Mindfulness Components

  • Focused attention
  • Open awareness

How To Do It

Reflection Before the Practice

  • Take a few moments in a quiet place to think of a mistake you recently made in either a professional or personal context.
  • Reflect on the following questions:
    • What did you learn from this mistake?
    • What benefits did you experience after acknowledging your mistake?
    • What did it tell you about who you are?
  • (How do you think this reflection might be relevant or helpful to your team or staff?)

Instructions

Overview

  • Consider sharing this practice after the Vulnerable and Courageous practice to promote staff’s engagement and learning from this practice.
  • In the beginning of your staff gathering, invite your colleagues to take a few long, deep breaths together to calm and center themselves.

Introduction

  • Begin by sharing a quote on the power of vulnerability by Brené Brown: “Vulnerability is the birthplace of innovation, creativity and change.”
  • Encourage an atmosphere of learning by acknowledging our mistakes and failures. This takes courage as discussed in the Vulnerable and Courageous practice.
  • Optional:  We will celebrate learning from our mistakes by spending 10 minutes at the beginning or end of every staff meeting [over a designated period of time], inviting our colleagues to share what they learned after courageously acknowledging a mistake or failure.

What did you learn when embracing a mistake?

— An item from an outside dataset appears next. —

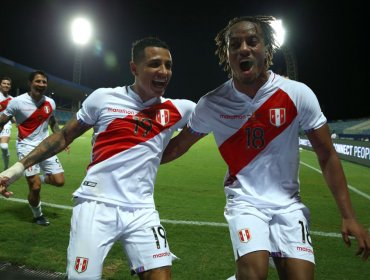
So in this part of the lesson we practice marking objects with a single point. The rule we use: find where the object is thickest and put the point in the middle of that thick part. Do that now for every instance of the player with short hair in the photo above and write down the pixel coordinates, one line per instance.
(131, 127)
(5, 97)
(255, 118)
(34, 112)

  • Start by sharing your own reflection on a mistake (see above) and then invite two or three staff members to share a recent mistake (in a professional or personal context).
  • Next, ask everyone  to take a few moments to identify a recent personal or professional mistake and to reflect on the following questions:
    • What did you learn from this mistake?
    • What benefits did you find by acknowledging your failure?
    • What did it tell you about who you are?
  • Now, write brief responses to these questions on a notecard.
  • Ask a few volunteers to share their thoughts with the group if they feel comfortable doing so.

Closure: Celebrate courageously embracing your failure!

  • Finally, invite participants to pin their reflection notecards  to a “celebration board”. (You can use plain cardboard or poster board, prepared ahead of the meeting and placed on the wall beforehand, titled “Celebrating Mistakes and Courageous Learning”).
  • Optional extension: Ask everyone to take a few moments to think of ways to acknowledge and celebrate mistakes in their classrooms.
  • Thank everyone for their participation and contribution.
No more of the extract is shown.